I was reading this article on traction and it had an interesting comment in it:
If you wait until you're "ready" to fund you're too late. Funding is about developing a relationship over time. Most of us wouldn't get married on the first weekend we met someone in Vegas. And most VC's wouldn't fund the first time we meet you. Given that many VC's base their decision on the team, the longer they have to get to know you the better.So here's the situation I'm in right now. Our startup is about 8 weeks old at this point. We are in the middle of building our proof of concept. Our business plan is basically complete, as is the pitch deck. We expect to have our first iteration of our product ready for "demo" purposes probably in another 4 - 5 weeks or so. It will probably take another 4 - 5 weeks after that to get an MVP put together that we can actually put out there.
While my business partner is building the app, I have been documenting requirements, attending local startup events, meeting people, working on the business plan, validating assumptions, refining the pitch deck, and working on our website and social networking accounts, as well as drafting some (unpublished) blog posts. We haven't incorporated just yet; I've been receiving mixed advice... cost is definitely an issue for us, we have put in a combined probably $1500 but I have read that a "real" startup lawyer is > $5k and I just don't have that available right now.

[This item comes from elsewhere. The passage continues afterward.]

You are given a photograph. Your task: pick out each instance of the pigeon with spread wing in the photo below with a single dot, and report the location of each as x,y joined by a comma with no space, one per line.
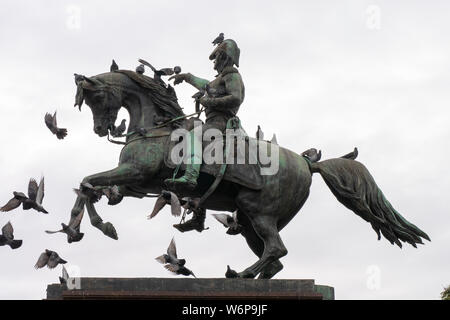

We are in the process of a business plan competition and were selected as semifinalists; if we win that we could potentially walk away with $25 - $50k, which would be enormously helpful in purchasing some required software licenses we need, as well as forming the actual corporation.
But when is the right time in all this to get the gears going? I want to now, but I'm paranoid because while we have a significant portion of the backend work the only thing I have to actually "demo" is some Balsamiq mockups I have been doing of our anticipated UI designs. The quote above makes it sound like I should just get out there and actually try to schedule some appointments with VC's that really have no purpose other than to just introduce myself and our business model at the highest level. Without any "closing" for $$.
The other question is; how do we actually find these people? I've been getting active on twitter and am going to begin attending local events (thank god I live in Massachusetts which has a pretty thriving startup economy, it's not Palo Alto but hey!) - like Ramencamp and some other networking events. Should I be cold calling lawyers? Should I be cold calling VC's?
I could also just start reaching out to other funded companies and talk to their owners, but I don't want to be intrusive either. And how do I figure out what VC's I even want to target? Is it based solely on their investment portfolio? (market size, stage of growth, and industry or target area?).
Thanks in advance - I just want to keep myself focused on the most important things so I don't waste time on making T-shirts. I have a vision in my head of us hitting our MVP and then just sitting around while I putter to investors for three months. Nows as good a time as any for me to be actively pursuing... that way when the product is ready for beta I can get out there selling!! (catch-22: isn't the selling supposed to come first?)
Thanks all for any tips / advice you have on this!
EDIT: I'm still interested in some more feedback. I can't figure out how to add bounties yet :) (Still waiting! Bump!)
Networking Funding Venture Capital Seed Funding
Sounds like it is a really long time before you should focus on VCs. At this time it will be more of a distraction. You are better off thinking ahead how to self-fund your initial runway.
You usually find them via connections, which is the second best case, or if they contact you because you are doing great without them, which is the best case.
You can look for them anywhere really..Twitter, algellist.com, etc. But at this time it does not seem like they will be very responsive.
When you have proof of traction and conversion. Investors will not finance an idea, not unless you're a well known former CEO/founder with an existing track record of financial success.
Get your site/app up, get traction, build impressive funnel diagrams showing the conversion percentages and go after VC's.